7 What then? Whatever thing Israel wanted was not obtained. But the election followed on; truly the others were blinded. 8 Exactly as it was written, ‘God gave them a spirit of slumber, eyes so that they cannot see, ears so that they cannot hear, down to this present day.’ 9 And David declares, ‘May their table be made a snare, and a deception, a cause of offense, and a retribution to them.’ 10 ‘May their eyes become dim, that they cannot see and always bend their back’ [or, stoop].
11 So I ask, ‘did they stagger that they might fall down?’ Absolutely not. But [on account of] that fault, salvation is [intended] for the gentiles, to provoke them to be jealous. 12 What if their fault are the riches of the world and the decline of them the riches of the gentiles, how much greater their abundance? 13 For I declare to you gentiles in so far as I am an apostle of the gentiles, I will regard-with-reverence my ministry [efforts]: 14 if, somehow, I might provoke my flesh to be envious and may save a number of them.
15 Even if the dismissal of them is the world’s reconciliation, oh what an acquisition without life from the dead! 16 If the portion is holy, the lump as well. And if the root is holy, the branches too. 17 And if some of the branches are broken, but you, being a wild olive tree, were joined to them, sharing too in the root and fullness of the olive tree, 18 do not boast against the root. And if you boast, [remember,] you are not sustaining the root, but the root, [supports] you.
19 Will you say then, the branches are broken off that I should be inserted? 20 Good. They are separated by unbelief. You indeed stand by faith. Do not relish the exalted but be reverent. 21 For if God did not spare the native branches, no, not by chance will he spare you. 22 Perceive then the goodness and severity of God. To those who in fact were cut off, severity; but to you also, God’s goodness. If you will be persistent in excellence; otherwise, you too will be cast away. 23 And them too, if they persist not in unbelief will be implanted. For God is able to graft them in again.
24 If you were cut out of an olive tree, [one] wild by nature, and against nature grafted into a good olive tree, how much more these, which are according to nature inserted into their own olive tree? 25 For I do not wish you to be ignorant brothers of this mystery, that you not be firmly set in your own wisdom seeing that blindness touched Israel in part, while the fullness of non-Jews do enter. 26 And as you see, all Israel will be saved: just as it is written,
‘Out of Zion will come one who takes control [who] will remove irreverence from Jacob. 27 And this covenant from me [is] for them when I will take away their sins’.

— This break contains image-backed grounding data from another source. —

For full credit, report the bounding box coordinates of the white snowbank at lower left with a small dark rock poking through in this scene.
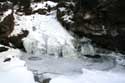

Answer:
[0,49,35,83]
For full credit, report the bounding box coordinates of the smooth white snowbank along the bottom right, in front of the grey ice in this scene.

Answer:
[50,69,125,83]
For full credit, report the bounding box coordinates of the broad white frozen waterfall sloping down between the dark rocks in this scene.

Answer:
[11,11,74,56]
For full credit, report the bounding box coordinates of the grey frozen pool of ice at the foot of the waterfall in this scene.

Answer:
[22,55,124,75]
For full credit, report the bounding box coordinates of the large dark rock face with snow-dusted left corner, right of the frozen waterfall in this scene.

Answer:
[57,0,125,53]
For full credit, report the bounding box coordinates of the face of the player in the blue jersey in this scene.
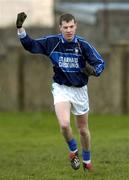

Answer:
[59,20,77,41]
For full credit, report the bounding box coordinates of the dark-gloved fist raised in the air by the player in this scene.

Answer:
[16,12,27,28]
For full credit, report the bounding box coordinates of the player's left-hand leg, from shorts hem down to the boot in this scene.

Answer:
[55,102,80,170]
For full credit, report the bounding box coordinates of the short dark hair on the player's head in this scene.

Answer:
[59,13,76,25]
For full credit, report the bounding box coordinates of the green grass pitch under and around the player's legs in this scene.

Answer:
[0,112,129,180]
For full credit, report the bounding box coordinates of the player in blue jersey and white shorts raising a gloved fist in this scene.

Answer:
[16,12,104,170]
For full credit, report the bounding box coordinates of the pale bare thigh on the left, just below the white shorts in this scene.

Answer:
[55,101,71,126]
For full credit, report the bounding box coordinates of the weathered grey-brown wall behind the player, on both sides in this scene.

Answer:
[0,42,129,114]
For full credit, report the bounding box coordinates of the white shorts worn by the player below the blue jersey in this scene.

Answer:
[52,82,89,115]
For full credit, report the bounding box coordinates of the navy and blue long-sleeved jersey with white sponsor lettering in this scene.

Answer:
[20,34,104,87]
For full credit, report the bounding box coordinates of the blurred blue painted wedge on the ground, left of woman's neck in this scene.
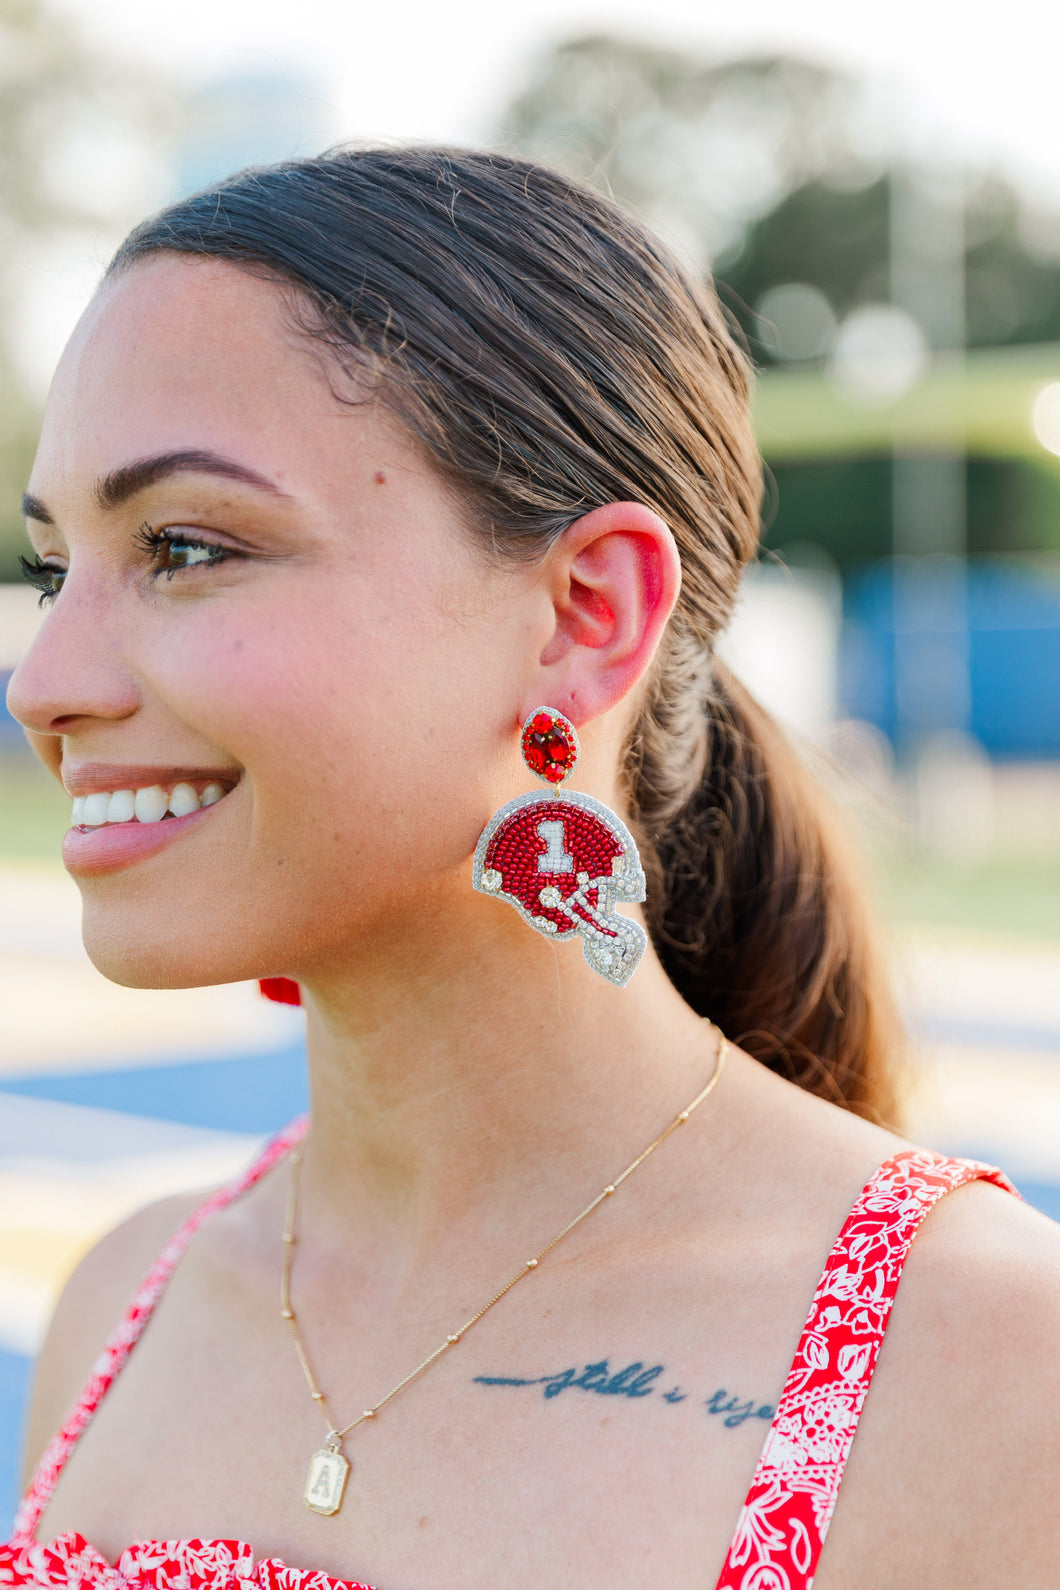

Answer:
[0,1043,308,1135]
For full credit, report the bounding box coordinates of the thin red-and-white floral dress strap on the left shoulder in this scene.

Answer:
[11,1116,308,1545]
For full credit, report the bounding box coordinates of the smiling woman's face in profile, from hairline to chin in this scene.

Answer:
[10,256,550,987]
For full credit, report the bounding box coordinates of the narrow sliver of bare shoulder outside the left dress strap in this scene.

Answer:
[25,1193,203,1476]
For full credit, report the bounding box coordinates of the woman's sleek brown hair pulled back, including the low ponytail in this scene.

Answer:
[111,149,893,1118]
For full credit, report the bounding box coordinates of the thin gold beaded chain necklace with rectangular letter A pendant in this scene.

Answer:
[280,1022,728,1517]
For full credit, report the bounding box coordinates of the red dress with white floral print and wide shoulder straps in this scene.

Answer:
[0,1121,1016,1590]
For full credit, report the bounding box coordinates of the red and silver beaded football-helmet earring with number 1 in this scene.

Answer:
[472,706,647,987]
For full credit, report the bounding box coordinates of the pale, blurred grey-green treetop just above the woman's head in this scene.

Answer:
[501,35,874,266]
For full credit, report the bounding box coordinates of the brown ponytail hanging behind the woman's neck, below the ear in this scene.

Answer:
[638,676,898,1124]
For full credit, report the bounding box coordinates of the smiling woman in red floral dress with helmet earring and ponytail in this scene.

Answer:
[0,149,1060,1590]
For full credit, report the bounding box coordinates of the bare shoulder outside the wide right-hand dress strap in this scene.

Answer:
[822,1163,1060,1590]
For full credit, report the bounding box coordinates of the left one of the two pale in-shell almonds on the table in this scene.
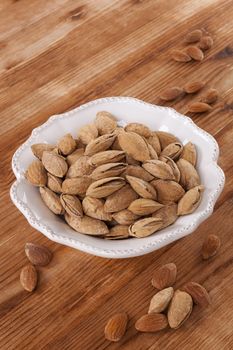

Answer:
[148,287,174,314]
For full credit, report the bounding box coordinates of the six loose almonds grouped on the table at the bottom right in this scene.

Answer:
[104,263,210,342]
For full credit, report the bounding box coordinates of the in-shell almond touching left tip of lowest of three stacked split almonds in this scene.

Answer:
[62,176,92,197]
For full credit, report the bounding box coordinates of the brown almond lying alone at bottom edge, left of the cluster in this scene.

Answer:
[104,312,128,342]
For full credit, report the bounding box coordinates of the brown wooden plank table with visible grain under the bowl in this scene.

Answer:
[0,0,233,350]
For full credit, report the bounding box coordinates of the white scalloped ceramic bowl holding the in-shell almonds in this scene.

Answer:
[10,97,225,258]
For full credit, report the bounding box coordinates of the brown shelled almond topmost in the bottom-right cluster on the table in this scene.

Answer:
[152,263,177,290]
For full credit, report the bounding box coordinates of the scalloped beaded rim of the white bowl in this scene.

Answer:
[10,97,225,258]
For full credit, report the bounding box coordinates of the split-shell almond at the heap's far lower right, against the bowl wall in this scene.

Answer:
[177,185,204,215]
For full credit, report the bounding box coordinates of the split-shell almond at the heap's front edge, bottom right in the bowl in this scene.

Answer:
[129,217,163,238]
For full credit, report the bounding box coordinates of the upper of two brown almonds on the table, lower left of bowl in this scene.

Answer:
[25,243,52,266]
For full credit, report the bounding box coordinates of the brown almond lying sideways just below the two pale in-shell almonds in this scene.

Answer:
[135,313,168,333]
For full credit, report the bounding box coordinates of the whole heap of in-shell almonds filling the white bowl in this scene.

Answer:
[25,111,204,239]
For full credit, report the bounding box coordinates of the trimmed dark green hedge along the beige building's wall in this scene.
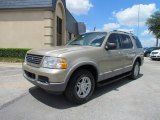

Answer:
[0,48,30,59]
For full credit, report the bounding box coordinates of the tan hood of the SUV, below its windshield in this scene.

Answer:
[28,46,92,57]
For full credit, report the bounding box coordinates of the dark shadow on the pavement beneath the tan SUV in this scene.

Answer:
[29,74,143,109]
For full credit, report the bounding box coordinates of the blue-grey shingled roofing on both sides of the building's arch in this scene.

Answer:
[0,0,85,35]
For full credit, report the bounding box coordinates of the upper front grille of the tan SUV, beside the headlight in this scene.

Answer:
[26,54,43,65]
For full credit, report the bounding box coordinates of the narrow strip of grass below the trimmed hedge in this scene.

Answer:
[0,57,24,63]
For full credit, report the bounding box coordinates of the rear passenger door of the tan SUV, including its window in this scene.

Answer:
[119,34,136,71]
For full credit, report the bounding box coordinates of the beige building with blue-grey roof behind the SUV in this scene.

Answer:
[0,0,86,48]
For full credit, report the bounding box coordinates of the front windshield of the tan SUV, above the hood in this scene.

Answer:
[67,32,107,47]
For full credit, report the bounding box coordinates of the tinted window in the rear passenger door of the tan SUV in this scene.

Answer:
[120,34,133,49]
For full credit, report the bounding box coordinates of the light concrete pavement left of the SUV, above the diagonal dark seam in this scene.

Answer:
[0,63,33,109]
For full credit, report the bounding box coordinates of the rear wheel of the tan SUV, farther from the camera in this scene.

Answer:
[130,61,140,80]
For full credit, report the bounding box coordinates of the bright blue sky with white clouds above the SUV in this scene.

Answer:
[66,0,160,47]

28 Certainly concerning the Gospel [they are] unfriendly on account of you; but regarding election, ‘precious’ because of the Father. 29 Namely, God’s gifts and callings are without repentance. 30 I mean, just as you did not believe God at one time, now however, you were shown compassion through their unbelief. 31 And as has been stated, they also have not believed now [in] the mercy that is yours, that they should find mercy. 32 Truly God shut them all up in unbelief that he might be compassionate to them all.
33 O the extent of the riches and wisdom of God! How incomprehensible are his judgements and his unsearchable ways! 34 For who has understood the mind of the Lord? Or who was his advisor? 35 Or who first gave [anything] to him?, then it will be restored to him. 36 Seeing that all things are by him and through him and for him, forever praise him! Amen.